Technology stocks took a hit on Wall Street, causing a decline in the market. Investor favorite Nvidia pulled back ahead of its highly anticipated earnings report, leading to a drop in the S&P 500, the Dow Jones Industrial Average, and the Nasdaq composite. While this setback follows only the second losing week in the last 16, it pushed the benchmark index further below the record it set last week.

The biggest drag on the market was the technology sector, with chipmakers weighing heavily. Nvidia, despite being the S&P 500’s biggest gainer so far this year with a rise of about 40 percent, slumped 4.4 percent. Investors will closely watch Nvidia’s latest earnings update on Wednesday for insights into its health and the potential of the broader tech sector in 2024.

Several big retailers also reported their latest earnings, resulting in mixed results. Walmart saw a rise of 3.2 percent after reporting stronger-than-expected results for its latest quarter and issuing sales forecasts that exceeded Wall Street’s expectations. Additionally, Walmart announced its acquisition of smart TV maker Vizio. On the other hand, home improvement retailer Home Depot was mostly unchanged after beating Wall Street’s earnings forecasts but providing a disappointing profit forecast for the year.

The market decline last week came after economic data indicated persistent high inflation, which stalled a rally that began in late October based on hopes of a cooling inflation rate and potential interest rate cuts by the Federal Reserve. Sameer Samana, senior global market strategist at Wells Fargo Investment Institute, stated that the narrative that drove the market to its recent levels is now being questioned.

As a result, Wall Street is now expecting the first rate cut to come in June, several months later than previously anticipated. Investors will have to wait until the end of February for another key update on inflation when the government releases its monthly report on personal consumption and expenses, which is the Fed’s preferred measure of inflation. The question now is whether inflation is bottoming out and, if so, whether it will remain stable or increase.

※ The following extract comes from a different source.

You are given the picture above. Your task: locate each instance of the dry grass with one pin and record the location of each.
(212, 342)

This week, investors can expect relatively light economic news. Data on home sales will be reported on Thursday, with the housing market remaining tight due to high demand and limited supply. While mortgage rates have been easing from their peak in late October, when the average rate on a 30-year mortgage reached 7.79 percent, they still remain high.

Several companies are set to report earnings this week. Online crafts marketplace Etsy will report on Wednesday, followed by TurboTax maker Intuit and online travel company Booking Holdings on Thursday. Analysts polled by FactSet expect overall earnings growth of about 3.3 percent for the fourth quarter and forecast earnings growth of about 3.6 percent for the current quarter.

Discover Financial Services saw a significant increase of 12.6 percent, making it the top gainer in the S&P 500. This surge followed the announcement of its acquisition by Capital One Financial for approximately $35 billion.

Bond yields fell, with the yield on the 10-year Treasury slipping slightly to 4.27 percent and the yield on the two-year Treasury falling to 4.61 percent.

Overall, the decline in technology stocks, led by Nvidia, has caused a setback in the market. Investors are now closely watching earnings reports and inflation data for clues about the market’s future direction.